Should Pregnant Women Eat Liver?

Should Pregnant Women Eat Liver?

In November I posted 10 Nourishing Foods to Eat During Pregnancy and since then I have had several individuals inquiring about my top #2 food on the list, liver.    Unfortunately, liver happens to be a controversial food for pregnant mammas,  it is high in the fat soluble vitamin A which is picked on for being toxic to infants in the womb.  Hopefully, no doctor would even deny that a mother is in need of vitamin A for both her and her developing infant, but is there really too much vitamin A in liver?

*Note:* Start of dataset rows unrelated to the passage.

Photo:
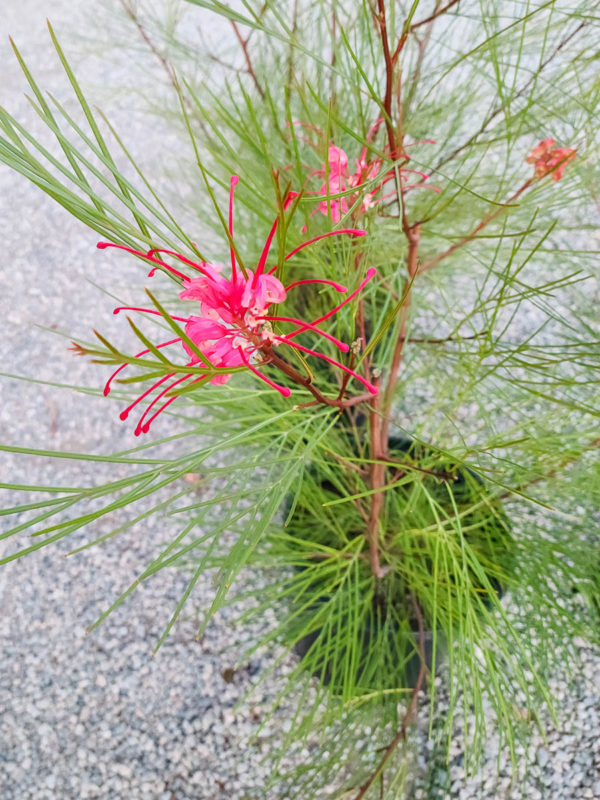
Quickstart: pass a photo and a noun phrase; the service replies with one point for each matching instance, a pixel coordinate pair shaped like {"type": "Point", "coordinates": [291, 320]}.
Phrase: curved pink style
{"type": "Point", "coordinates": [336, 191]}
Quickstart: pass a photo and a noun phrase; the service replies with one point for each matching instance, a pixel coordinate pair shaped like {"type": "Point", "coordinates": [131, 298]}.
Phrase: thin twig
{"type": "Point", "coordinates": [499, 109]}
{"type": "Point", "coordinates": [432, 262]}
{"type": "Point", "coordinates": [435, 15]}
{"type": "Point", "coordinates": [249, 68]}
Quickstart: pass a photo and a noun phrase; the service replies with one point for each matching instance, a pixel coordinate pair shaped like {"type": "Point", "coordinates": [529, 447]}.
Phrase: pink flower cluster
{"type": "Point", "coordinates": [234, 326]}
{"type": "Point", "coordinates": [338, 179]}
{"type": "Point", "coordinates": [549, 159]}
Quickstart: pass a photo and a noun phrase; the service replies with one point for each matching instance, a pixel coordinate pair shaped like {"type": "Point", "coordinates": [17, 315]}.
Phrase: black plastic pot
{"type": "Point", "coordinates": [392, 624]}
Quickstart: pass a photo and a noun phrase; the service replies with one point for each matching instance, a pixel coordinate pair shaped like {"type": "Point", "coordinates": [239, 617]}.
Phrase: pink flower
{"type": "Point", "coordinates": [339, 180]}
{"type": "Point", "coordinates": [234, 327]}
{"type": "Point", "coordinates": [549, 159]}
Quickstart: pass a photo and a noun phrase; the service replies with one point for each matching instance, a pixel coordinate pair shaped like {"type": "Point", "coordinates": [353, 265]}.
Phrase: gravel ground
{"type": "Point", "coordinates": [97, 716]}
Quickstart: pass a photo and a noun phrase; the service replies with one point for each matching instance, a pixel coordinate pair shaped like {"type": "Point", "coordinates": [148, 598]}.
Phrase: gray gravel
{"type": "Point", "coordinates": [96, 716]}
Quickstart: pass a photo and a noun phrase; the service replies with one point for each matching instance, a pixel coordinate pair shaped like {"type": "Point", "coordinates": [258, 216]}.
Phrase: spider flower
{"type": "Point", "coordinates": [234, 326]}
{"type": "Point", "coordinates": [550, 160]}
{"type": "Point", "coordinates": [338, 179]}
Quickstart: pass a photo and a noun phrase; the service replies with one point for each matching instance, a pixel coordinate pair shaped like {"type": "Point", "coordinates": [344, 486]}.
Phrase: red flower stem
{"type": "Point", "coordinates": [305, 382]}
{"type": "Point", "coordinates": [432, 262]}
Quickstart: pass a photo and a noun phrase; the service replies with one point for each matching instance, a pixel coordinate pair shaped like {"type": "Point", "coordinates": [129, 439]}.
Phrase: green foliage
{"type": "Point", "coordinates": [492, 474]}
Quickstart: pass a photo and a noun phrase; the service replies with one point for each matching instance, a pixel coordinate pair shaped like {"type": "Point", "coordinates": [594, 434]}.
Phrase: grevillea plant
{"type": "Point", "coordinates": [386, 371]}
{"type": "Point", "coordinates": [235, 328]}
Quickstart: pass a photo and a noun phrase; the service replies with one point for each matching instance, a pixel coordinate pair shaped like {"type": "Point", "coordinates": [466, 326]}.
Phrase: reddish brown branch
{"type": "Point", "coordinates": [377, 484]}
{"type": "Point", "coordinates": [409, 713]}
{"type": "Point", "coordinates": [303, 380]}
{"type": "Point", "coordinates": [500, 108]}
{"type": "Point", "coordinates": [432, 262]}
{"type": "Point", "coordinates": [167, 66]}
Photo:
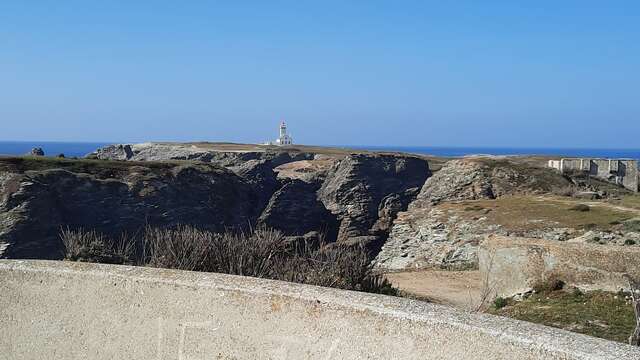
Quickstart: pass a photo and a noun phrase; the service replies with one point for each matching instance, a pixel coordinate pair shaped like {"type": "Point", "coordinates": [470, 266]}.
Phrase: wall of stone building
{"type": "Point", "coordinates": [63, 310]}
{"type": "Point", "coordinates": [515, 265]}
{"type": "Point", "coordinates": [620, 171]}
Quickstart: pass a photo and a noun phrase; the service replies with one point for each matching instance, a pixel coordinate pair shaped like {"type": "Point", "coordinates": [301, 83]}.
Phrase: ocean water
{"type": "Point", "coordinates": [462, 151]}
{"type": "Point", "coordinates": [79, 149]}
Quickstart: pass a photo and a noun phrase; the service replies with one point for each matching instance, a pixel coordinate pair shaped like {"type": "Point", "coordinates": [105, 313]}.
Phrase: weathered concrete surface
{"type": "Point", "coordinates": [60, 310]}
{"type": "Point", "coordinates": [514, 265]}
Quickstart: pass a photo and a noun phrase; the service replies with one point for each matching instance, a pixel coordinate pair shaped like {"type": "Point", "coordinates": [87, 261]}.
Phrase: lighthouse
{"type": "Point", "coordinates": [284, 138]}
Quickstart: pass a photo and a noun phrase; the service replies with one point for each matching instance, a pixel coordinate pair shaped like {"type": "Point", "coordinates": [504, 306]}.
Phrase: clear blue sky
{"type": "Point", "coordinates": [474, 73]}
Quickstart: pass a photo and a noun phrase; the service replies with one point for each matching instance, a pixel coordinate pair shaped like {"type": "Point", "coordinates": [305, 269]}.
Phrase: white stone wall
{"type": "Point", "coordinates": [63, 310]}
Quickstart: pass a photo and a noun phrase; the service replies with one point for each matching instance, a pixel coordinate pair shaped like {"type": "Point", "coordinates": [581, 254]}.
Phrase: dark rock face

Since no attentive pregnant mama wants to do any damage to her growing baby, the high vitamin A content in this fantastic superfood, puts many mammas on red alert.  Although not a single midwife of mine has ever even uttered the world liver, I have found many midwives do tell their patients to avoid liver due to the high vitamin A content.  Even doing a simple google search about eating liver during pregnancy will turn many liver hungry mammas away quickly.

Your Baby Needs Vitamin A

In the book Nutrition and Physical Degeneration, Weston A Price describes his study of vitamin A deficiency and the detrimental problems that it will cause.  It is clear that vitamin A is responsible for the formation of the eyes and has much to do with the development of the central nervous system.   Experiments with laboratory rats deprived of vitamin A experienced prolonged gestation (long pregnancies) and very difficult labors that often resulted in the death of mother and baby.   Pigs deprived vitamin A experienced defects in the snout, dental arches, eyes and feet.  These pigs also experienced both cleft pallets and hair-lips.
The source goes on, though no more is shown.